Mary Lefkowitz, Not Out of Africa
Stephen Howe, AfrocentrismI would definitely get some flack from colleagues for suggesting the former book, but as long as you understand that Lefkowitz is primarily criticizing a specific branch of thought within Black Studies (Afrocentrism, and specifically forms of Afrocentric scholarship from the 1980s and early 1990s), I think it’s an interesting and important critique. Howe’s critically-focused intellectual history of Afrocentrism will help put the sharp exchanges between Lefkowitz and her critics in a longer and wider perspective.
Anthony Appiah, In My Father’s House
Anthony Appiah, Cosmopolitanism
Anthony Appiah, The Ethics of Identity
Paul Gilroy, Against Race
Hazel Carby, Race Men
Henry Louis Gates Jr., Colored People: A MemoirI think these authors would not describe these works as rejecting the political project of Black Studies–indeed, they’re all taught and read as part of the canon in the field. But I think it’s possible to read these books as criticizing some prominent aspects of or ideas about identity and blackness, including how the study of those topics has been institutionalized in academic institutions. (Appiah’s dialogue with Amy Gutman in Color Conscious may also be of interest in this vein.)

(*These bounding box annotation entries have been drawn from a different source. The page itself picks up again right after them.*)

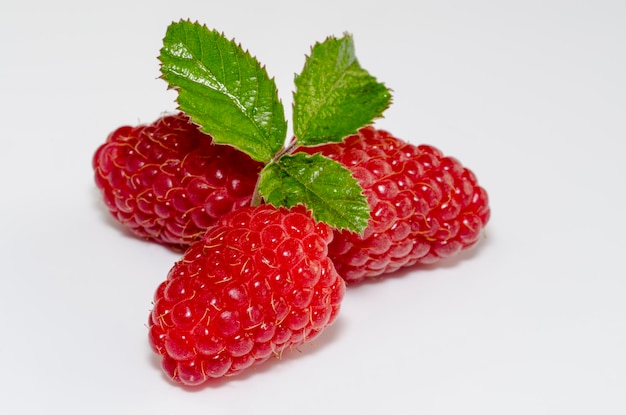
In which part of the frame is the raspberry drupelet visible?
[302,126,490,282]
[93,113,263,248]
[149,205,345,386]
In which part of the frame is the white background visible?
[0,0,626,415]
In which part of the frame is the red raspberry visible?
[303,126,490,281]
[93,113,263,247]
[149,205,345,385]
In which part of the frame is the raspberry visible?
[93,113,263,247]
[149,205,345,386]
[302,126,490,282]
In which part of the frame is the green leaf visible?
[159,20,287,162]
[259,153,370,233]
[293,34,391,146]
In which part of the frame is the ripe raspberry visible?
[93,113,263,247]
[302,126,490,282]
[149,205,345,385]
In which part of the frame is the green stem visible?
[250,139,298,206]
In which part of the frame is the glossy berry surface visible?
[149,205,345,386]
[93,113,262,247]
[303,126,490,282]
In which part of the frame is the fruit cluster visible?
[93,21,490,386]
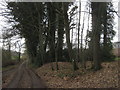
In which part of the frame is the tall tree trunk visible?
[91,2,102,70]
[63,3,78,70]
[78,1,81,61]
[57,3,64,61]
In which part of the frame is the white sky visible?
[0,0,118,52]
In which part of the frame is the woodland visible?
[2,0,117,88]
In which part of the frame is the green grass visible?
[2,65,16,71]
[115,57,120,60]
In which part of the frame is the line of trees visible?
[1,2,115,70]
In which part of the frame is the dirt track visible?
[5,61,46,88]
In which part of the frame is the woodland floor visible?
[2,61,46,88]
[35,60,120,88]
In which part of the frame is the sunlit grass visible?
[115,57,120,60]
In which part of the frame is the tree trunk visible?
[91,2,102,70]
[63,3,78,70]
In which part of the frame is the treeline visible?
[2,2,115,70]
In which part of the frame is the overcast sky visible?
[0,0,118,52]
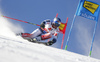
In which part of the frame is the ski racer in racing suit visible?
[21,17,61,45]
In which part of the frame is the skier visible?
[21,17,61,45]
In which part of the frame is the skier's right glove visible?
[47,39,56,46]
[40,23,45,29]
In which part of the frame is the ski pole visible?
[2,15,40,26]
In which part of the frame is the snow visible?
[0,12,100,62]
[0,35,100,62]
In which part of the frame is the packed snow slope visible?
[0,13,100,62]
[0,35,100,62]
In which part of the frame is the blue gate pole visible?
[65,15,76,50]
[89,21,98,56]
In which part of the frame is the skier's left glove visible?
[40,23,45,29]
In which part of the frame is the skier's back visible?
[21,17,61,45]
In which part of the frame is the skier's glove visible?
[40,23,45,28]
[47,39,56,46]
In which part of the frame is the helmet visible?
[52,17,61,27]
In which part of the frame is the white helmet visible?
[52,17,61,27]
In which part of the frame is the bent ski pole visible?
[2,15,40,26]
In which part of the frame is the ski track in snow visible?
[0,36,100,62]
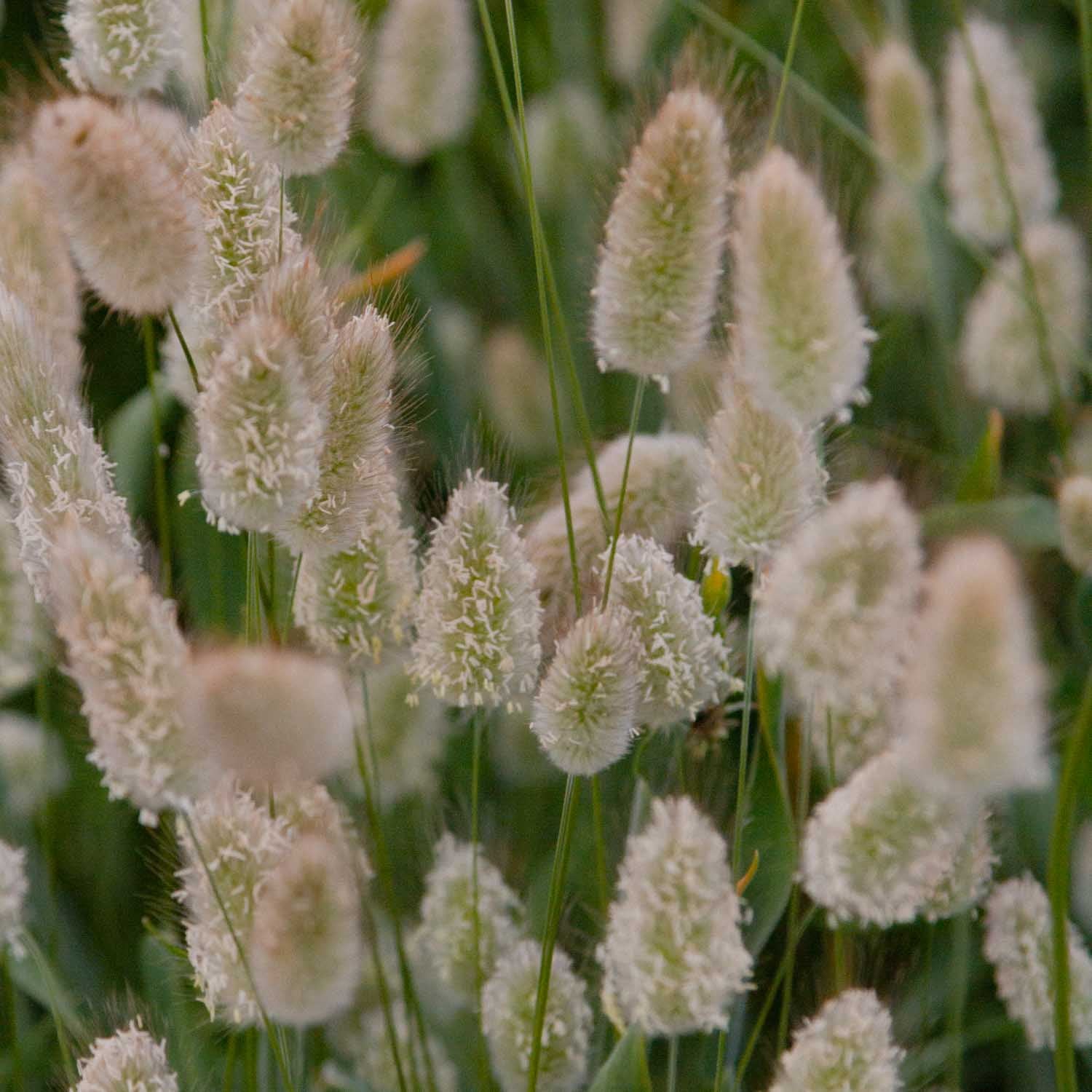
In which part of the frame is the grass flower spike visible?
[32,95,199,314]
[733,148,873,425]
[592,87,729,389]
[770,989,903,1092]
[984,876,1092,1051]
[235,0,360,175]
[412,471,542,708]
[368,0,478,163]
[482,941,592,1092]
[598,796,751,1035]
[61,0,179,96]
[945,17,1059,246]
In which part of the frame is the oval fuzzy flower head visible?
[531,609,641,777]
[945,17,1059,246]
[72,1017,178,1092]
[801,751,993,928]
[960,221,1090,414]
[592,87,729,379]
[756,478,922,719]
[235,0,360,176]
[695,377,827,568]
[50,526,209,826]
[600,535,735,727]
[31,95,200,314]
[183,646,353,788]
[196,312,323,531]
[368,0,478,163]
[983,876,1092,1051]
[770,989,903,1092]
[248,834,364,1026]
[901,539,1048,795]
[482,941,592,1092]
[414,834,524,1006]
[867,39,941,183]
[411,471,542,708]
[732,148,874,425]
[596,796,751,1035]
[61,0,181,96]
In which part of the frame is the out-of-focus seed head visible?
[945,17,1059,246]
[235,0,360,175]
[960,221,1090,414]
[867,39,941,183]
[482,941,592,1092]
[600,535,735,727]
[32,95,199,314]
[72,1017,178,1092]
[901,539,1046,794]
[0,840,30,956]
[801,751,992,927]
[528,432,705,649]
[412,471,542,707]
[756,480,922,716]
[732,148,874,425]
[61,0,179,96]
[531,609,642,777]
[592,87,729,377]
[248,834,364,1026]
[50,524,209,825]
[983,875,1092,1051]
[770,989,903,1092]
[0,713,68,819]
[695,378,827,566]
[183,646,353,788]
[279,306,395,555]
[598,796,751,1035]
[196,312,323,531]
[414,834,524,1006]
[368,0,478,163]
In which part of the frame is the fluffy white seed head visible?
[531,609,642,775]
[960,221,1090,414]
[279,306,395,555]
[770,989,903,1092]
[368,0,478,163]
[196,312,323,531]
[732,148,873,425]
[592,87,729,377]
[0,840,30,956]
[901,539,1046,794]
[983,875,1092,1051]
[0,713,68,818]
[412,471,542,707]
[0,285,140,602]
[248,834,364,1026]
[235,0,360,175]
[414,834,523,1006]
[32,95,199,314]
[482,941,592,1092]
[598,796,751,1035]
[50,526,209,825]
[61,0,179,96]
[867,39,941,183]
[183,646,353,788]
[600,535,735,727]
[801,751,992,927]
[945,17,1059,246]
[72,1017,178,1092]
[756,478,922,716]
[528,432,705,649]
[1059,474,1092,572]
[695,369,827,566]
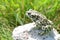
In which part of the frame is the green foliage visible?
[0,0,60,40]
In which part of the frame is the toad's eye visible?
[31,15,36,18]
[28,13,31,15]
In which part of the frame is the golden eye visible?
[28,13,31,15]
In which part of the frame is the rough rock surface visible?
[12,22,60,40]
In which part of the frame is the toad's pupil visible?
[28,13,31,15]
[31,15,36,18]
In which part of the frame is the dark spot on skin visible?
[28,13,31,15]
[31,15,36,18]
[43,38,45,39]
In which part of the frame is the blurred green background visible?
[0,0,60,40]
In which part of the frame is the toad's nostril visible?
[28,13,31,15]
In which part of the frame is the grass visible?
[0,0,60,40]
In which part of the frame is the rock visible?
[12,22,60,40]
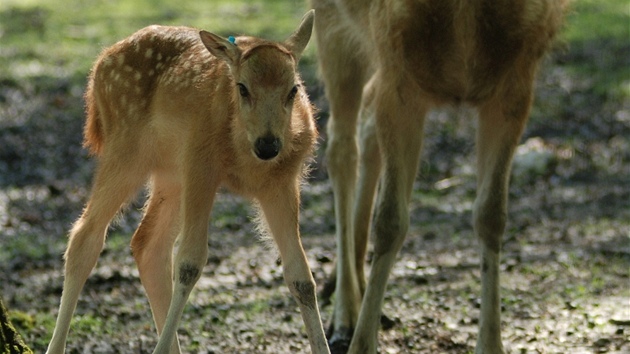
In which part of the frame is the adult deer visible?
[48,11,329,354]
[311,0,566,354]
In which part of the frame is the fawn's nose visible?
[254,135,282,160]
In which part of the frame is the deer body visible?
[48,12,328,354]
[311,0,566,354]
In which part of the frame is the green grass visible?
[0,0,314,84]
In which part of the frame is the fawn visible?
[311,0,568,354]
[48,10,329,354]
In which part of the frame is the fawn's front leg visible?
[153,163,219,354]
[258,181,330,354]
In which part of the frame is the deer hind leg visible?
[258,181,329,354]
[312,1,367,351]
[47,154,146,354]
[473,70,531,354]
[353,79,381,294]
[348,71,429,354]
[131,173,181,353]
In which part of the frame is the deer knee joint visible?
[290,281,317,309]
[474,209,507,253]
[374,195,409,255]
[179,263,201,286]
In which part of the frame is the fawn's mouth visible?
[254,134,282,160]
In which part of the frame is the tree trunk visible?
[0,298,33,354]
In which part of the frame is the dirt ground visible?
[0,13,630,353]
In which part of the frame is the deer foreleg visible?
[258,182,330,354]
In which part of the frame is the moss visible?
[0,299,33,354]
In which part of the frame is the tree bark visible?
[0,298,33,354]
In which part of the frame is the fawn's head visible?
[200,10,314,160]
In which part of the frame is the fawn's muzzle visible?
[254,135,282,160]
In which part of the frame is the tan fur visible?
[48,11,329,354]
[311,0,567,354]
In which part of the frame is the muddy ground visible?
[0,12,630,353]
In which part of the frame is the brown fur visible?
[311,0,567,354]
[48,12,328,354]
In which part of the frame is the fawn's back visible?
[84,26,316,194]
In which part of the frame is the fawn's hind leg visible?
[131,173,181,353]
[312,1,369,347]
[47,155,146,354]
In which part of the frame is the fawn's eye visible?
[289,85,298,101]
[236,82,249,98]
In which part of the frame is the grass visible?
[0,0,316,79]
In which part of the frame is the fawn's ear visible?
[284,10,315,60]
[199,31,241,66]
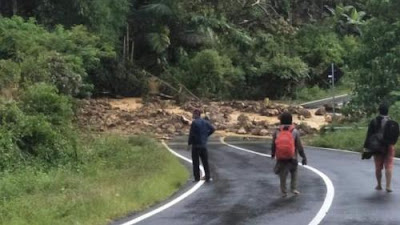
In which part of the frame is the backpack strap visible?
[279,125,295,132]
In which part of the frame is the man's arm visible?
[207,121,215,136]
[188,122,194,145]
[271,132,276,159]
[364,120,375,148]
[295,131,307,165]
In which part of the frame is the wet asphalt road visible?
[113,137,400,225]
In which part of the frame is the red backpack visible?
[275,126,296,160]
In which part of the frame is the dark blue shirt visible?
[188,118,215,147]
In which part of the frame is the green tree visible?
[353,1,400,113]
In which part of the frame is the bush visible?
[179,49,240,97]
[0,84,77,171]
[0,17,115,96]
[19,83,73,125]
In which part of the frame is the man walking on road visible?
[188,109,215,182]
[271,112,307,197]
[363,104,395,192]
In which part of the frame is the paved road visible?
[301,95,350,109]
[114,135,400,225]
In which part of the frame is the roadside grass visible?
[304,128,400,157]
[0,136,188,225]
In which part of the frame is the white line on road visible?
[120,142,204,225]
[220,137,335,225]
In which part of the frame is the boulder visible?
[298,108,312,118]
[260,109,280,116]
[180,116,191,125]
[259,129,269,136]
[315,106,326,116]
[236,127,247,134]
[250,128,261,135]
[166,124,176,134]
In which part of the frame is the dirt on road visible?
[77,98,329,139]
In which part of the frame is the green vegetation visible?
[307,128,367,152]
[306,102,400,157]
[0,135,188,225]
[0,0,400,224]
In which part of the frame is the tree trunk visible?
[12,0,18,16]
[126,23,131,60]
[131,41,135,62]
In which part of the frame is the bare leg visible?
[385,170,392,192]
[375,168,382,190]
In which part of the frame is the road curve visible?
[227,138,400,225]
[112,137,400,225]
[112,137,326,225]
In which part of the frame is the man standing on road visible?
[271,112,307,197]
[188,109,215,182]
[363,104,395,192]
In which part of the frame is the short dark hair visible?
[193,109,201,116]
[279,112,293,125]
[379,103,389,116]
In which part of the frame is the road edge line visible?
[220,137,335,225]
[120,141,205,225]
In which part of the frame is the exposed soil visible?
[77,98,327,139]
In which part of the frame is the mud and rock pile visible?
[77,99,317,138]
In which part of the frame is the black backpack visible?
[367,119,386,154]
[383,120,400,145]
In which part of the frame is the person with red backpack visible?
[271,112,307,197]
[362,103,399,192]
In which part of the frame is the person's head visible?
[279,112,293,125]
[379,103,389,116]
[193,109,201,119]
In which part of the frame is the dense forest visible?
[0,0,400,224]
[0,0,400,168]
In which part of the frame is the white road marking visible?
[220,137,335,225]
[120,142,204,225]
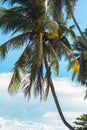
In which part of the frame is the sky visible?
[0,0,87,130]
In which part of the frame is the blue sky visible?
[0,0,87,130]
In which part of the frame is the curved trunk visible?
[50,80,75,130]
[66,0,87,47]
[44,58,75,130]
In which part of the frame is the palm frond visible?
[0,33,29,59]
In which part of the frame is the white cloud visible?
[0,73,87,130]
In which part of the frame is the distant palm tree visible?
[74,29,87,98]
[74,114,87,130]
[0,0,79,130]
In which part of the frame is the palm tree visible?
[71,29,87,98]
[65,0,87,44]
[0,0,78,130]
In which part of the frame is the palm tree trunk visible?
[44,58,75,130]
[50,80,75,130]
[66,0,87,44]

Stanley Crouch, pretty much all of his non-fiction that isn’t about jazz, but especially The All-American Skin Game
Elisabeth Lasch-Quinn, Race Experts
John McWhorter, Losing the RaceSharp, contrarian critiques of the institutionalization of identity politics, among other things.
Scott Malcolmsen, One Drop of Blood
Leon Wynter, American Skin
Jacob Dlamini, Native Nostalgia
Mechal Sobel, The World They Made Together
Clarence Walker, Mongrel NationAll indirectly or directly raising big questions about whether the black or African (or other fixedly racial) subject is the wrong thing to be studying.
More? I can supply it. The point is, you don’t need a shallow, proudly uninformed rejection of Black Studies to participate in a critical evaluation of the field or of scholars within it.
(Via Easily Distracted)
5. I’m sure Riley will go on to much more lucrative gigs as some money-flush part of the media world picks her up. Read: Palin, Sarah. No need to worry about her.
But sheesh. Why is commenting without reading now seen as a *right* instead the scholarly equivalent of breaking wind in public? Reading and reflecting is central to our g-d jobs, people! If we give up on those tasks, who in the sam hill is going to embody those scholarly tasks in democratic deliberation if not us?